Na enkele seconden gaat Sybren verder met zijn zin. “De pijn die onverdraaglijk is, zo erg dat je alles zou doen om het te laten stoppen, is de pijn die je zielsverwant je aan kan doen. Je kan dit voelen als je zielsverwant, ook al heb je hem of haar nog niet ontmoet, in de buurt van sterven komt. Vaak is dat heel tragisch, aangezien je sterft als je zielsverwant ook overlijdt, dus je kan er niet veel tegen doen, maar zij kon dat in dit geval wel. Ze kon het laten stoppen.”

Langzaam dringt het tot hem door.

Anna. Zijn zusje. Heeft een zielsverwant.

En die zielsverwant is Rory, een halfbloed, die door de hele gemeenschap der Gehoornden gehaat wordt.

“Dit is niet goed,” mompelt hij zacht. “Dan is ze in gevaar, vooral omdat ze een dubbelgehoornde is.”

Spijtig schudt Sybren zijn hoofd. “Ik weet het, ze heeft bescherming nodig, dat blijkt wel.”

Ze kijken elkaar aan, ze weten beiden wat ze denken, wat eigenlijk best vreemd is, ze kennen elkaar nog niet eens een dag. Toch is het mogelijk.

Ze weten allebei dat ze hetzelfde denken.

“We kunnen haar beschermen, maar ze moet er wel zelf mee instemmen,” zegt hij uiteindelijk, alleen om de woorden uit te spreken die anders eeuwig tussen hen in blijven hangen. Alleen omdat doordat hij het zegt, hij zich ook zekerder voelt dat hij het moet doen.

“We zullen wel beter moeten trainen, en niemand mag er van weten.”

Ze schudden elkaar de hand, en daarmee is de eed gesloten. Waarom Sybren de moeite neemt om die belofte te doen weet hij niet. Hij kent Anna niet eens! En eigenlijk kennen ze elkaar ook niet. Niet echt.

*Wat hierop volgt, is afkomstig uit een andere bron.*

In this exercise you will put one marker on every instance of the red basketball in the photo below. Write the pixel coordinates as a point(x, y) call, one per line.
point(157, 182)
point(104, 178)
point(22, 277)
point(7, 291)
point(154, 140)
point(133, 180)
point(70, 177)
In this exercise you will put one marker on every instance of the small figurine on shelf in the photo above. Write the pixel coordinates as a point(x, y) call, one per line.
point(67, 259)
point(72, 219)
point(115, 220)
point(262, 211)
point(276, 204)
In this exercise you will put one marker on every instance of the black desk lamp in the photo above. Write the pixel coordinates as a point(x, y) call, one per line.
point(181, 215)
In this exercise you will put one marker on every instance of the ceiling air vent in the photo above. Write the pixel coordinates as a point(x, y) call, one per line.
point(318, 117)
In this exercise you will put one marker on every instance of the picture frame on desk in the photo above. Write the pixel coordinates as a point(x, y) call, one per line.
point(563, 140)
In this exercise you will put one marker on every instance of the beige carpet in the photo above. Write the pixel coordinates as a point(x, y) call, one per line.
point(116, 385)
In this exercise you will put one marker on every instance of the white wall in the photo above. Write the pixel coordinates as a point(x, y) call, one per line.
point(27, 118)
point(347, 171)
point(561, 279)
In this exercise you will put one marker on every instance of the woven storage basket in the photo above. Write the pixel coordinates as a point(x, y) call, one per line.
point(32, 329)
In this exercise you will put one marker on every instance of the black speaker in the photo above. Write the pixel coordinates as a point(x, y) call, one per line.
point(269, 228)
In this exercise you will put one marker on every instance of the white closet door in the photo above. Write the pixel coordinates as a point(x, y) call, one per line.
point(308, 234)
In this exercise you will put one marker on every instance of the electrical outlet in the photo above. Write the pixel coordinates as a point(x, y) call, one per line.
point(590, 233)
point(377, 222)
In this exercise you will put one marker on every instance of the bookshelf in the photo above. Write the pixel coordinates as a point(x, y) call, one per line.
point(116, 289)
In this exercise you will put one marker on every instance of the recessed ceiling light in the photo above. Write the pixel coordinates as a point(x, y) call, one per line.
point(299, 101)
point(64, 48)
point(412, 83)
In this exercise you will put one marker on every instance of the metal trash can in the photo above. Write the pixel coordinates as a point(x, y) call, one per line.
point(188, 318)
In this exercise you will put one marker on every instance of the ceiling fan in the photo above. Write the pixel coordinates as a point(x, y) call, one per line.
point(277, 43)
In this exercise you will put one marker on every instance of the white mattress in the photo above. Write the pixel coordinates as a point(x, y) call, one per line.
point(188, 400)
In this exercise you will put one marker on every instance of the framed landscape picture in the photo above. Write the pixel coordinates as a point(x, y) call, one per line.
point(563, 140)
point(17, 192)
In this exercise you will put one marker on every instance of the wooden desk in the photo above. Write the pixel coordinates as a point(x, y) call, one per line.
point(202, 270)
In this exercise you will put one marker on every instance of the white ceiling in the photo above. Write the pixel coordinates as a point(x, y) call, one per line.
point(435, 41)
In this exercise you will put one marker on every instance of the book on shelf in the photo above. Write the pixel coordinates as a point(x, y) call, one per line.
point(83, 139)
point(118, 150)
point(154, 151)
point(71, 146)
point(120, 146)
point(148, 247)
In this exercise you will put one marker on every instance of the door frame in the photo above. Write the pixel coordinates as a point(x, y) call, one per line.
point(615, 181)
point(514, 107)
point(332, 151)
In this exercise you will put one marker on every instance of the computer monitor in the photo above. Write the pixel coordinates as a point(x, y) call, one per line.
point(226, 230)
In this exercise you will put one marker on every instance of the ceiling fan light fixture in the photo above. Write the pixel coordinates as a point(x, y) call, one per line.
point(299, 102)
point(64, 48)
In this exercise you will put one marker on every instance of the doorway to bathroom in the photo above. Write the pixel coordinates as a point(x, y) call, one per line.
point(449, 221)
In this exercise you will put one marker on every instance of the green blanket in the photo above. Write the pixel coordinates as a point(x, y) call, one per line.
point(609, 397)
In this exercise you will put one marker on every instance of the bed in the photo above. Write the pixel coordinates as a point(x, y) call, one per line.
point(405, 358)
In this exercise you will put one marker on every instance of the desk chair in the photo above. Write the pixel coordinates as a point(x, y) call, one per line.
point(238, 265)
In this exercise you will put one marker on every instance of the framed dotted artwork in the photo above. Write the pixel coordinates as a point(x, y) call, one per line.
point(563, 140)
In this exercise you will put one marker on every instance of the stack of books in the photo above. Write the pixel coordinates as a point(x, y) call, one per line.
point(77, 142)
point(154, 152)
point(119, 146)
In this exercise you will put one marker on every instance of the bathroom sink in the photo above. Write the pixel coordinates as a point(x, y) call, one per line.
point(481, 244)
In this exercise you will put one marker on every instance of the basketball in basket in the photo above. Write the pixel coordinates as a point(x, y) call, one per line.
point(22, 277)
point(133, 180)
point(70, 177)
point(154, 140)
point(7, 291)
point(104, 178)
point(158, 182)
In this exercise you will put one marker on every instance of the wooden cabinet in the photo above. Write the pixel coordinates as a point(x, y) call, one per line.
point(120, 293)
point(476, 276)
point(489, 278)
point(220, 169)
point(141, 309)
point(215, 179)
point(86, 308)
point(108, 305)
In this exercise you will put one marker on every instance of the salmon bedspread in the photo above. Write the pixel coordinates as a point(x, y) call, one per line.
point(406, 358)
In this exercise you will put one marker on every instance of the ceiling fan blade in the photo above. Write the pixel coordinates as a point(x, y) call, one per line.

Toch is er wel die ene klik, die ‘vonk’ die zegt dat hun beginnende vriendschap nog veel groter zal worden, en zeker weten lang zal duren. Het geeft hem een goed gevoel, hij heeft nooit echte vrienden gehad. Heus wel wat jongens met wie hij heel af en toe optrok als hij niet hoefde te werken, maar dat waren geen vriendschappen. Hij kende hen, en daar hield het eigenlijk wel mee op, om echte vrienden te hebben had hij het veel te druk met genoeg geld verdienen om te kunnen eten.

Eten was het belangrijkste. Alhoewel, genoeg eten is misschien een betere omschrijving. Er waren veel dagen waarop hij niet genoeg hout had kunnen verkopen om eten van te kopen bij de bakker. Als Anna het had gevraagd hadden ze waarschijnlijk alsnog genoeg brood gekregen, maar ze wilde niet hoeven smeken om eten. Moeder Wyna wilde ook niet dat ze dat zou doen, omdat ze dan de aandacht zouden trekken. Dan zouden ze zwak lijken, en dat was niet de bedoeling. Daardoor hadden ze wel veel honger moeten lijden, waardoor vooral Anna niet genoeg groeide, en hij zich vaak zwak en duizelig voelde. Niet dat hij dat toen liet merken, want dan had moeder Wyna hem een deel van haar eten gegeven, en dat kon hij niet aannemen.

Op die manier heeft hij eigenlijk best veel overgenomen van moeder Wyna’s karakter, ook al weet hij nu dat zij niet zijn biologische moeder was. Moeder Wyna was altijd erg vasthoudend, ze dacht altijd dat ze gelijk had. Ze had ook altijd gelijk, ze sprak altijd de waarheid, zoals een goede vrouw doet.

Helaas is ze er nu niet meer. Ze is overleden, naar de Hoge Hemelen gegaan om daar voor altijd in vrede te rusten. Daar zal ze geen honger hebben, daar zal ze niet voor hen hoeven zorgen.

Nu moet hij dat doen.

“Oh Grote Gaia!” zegt Gideon ongelovig als ze aankomen bij Het Huis, waar al enkele leerling-jagers in een hoek van de ruimte zitten in grote, zachte kussens. Hij heeft zijn armen om Reveca geslagen, die bij hem op schoot zit. “Ik kan het nog steeds niet geloven Firenzo, echt niet. Dat kleine meisje? Een dubbelgehoornde? Onmogelijk.”

Firenzo begint zacht te lachen, “wen er maar aan Gideon,” antwoordt hij, “mijn zusje is minder zwak dan je denkt.”

Ook Sybren grinnikt even. “Ze is inderdaad niet zo zwak en bang als ze op het eerste gezicht lijkt, inderdaad. Heb je haar houding gezien toen ze Elias op zijn plaats zette? Dat had die Snyrgtha echt even nodig!”

Aan de manier waarop hij het woord uitspreekt is het wel duidelijk dat de man niet erg geliefd is bij de meeste jagers, want om hen heen knikt iedereen goedkeurend.

Reveca gniffelt zacht. “Ik mag haar echt nu al, dat kind. Hoe oud is ze?” Ze strijkt haar blonde haren uit haar ogen, ze heeft haar lange vlecht voor de verandering los gemaakt, waardoor haar haren in een licht golvende beweging over haar schouders voor haar borst vallen.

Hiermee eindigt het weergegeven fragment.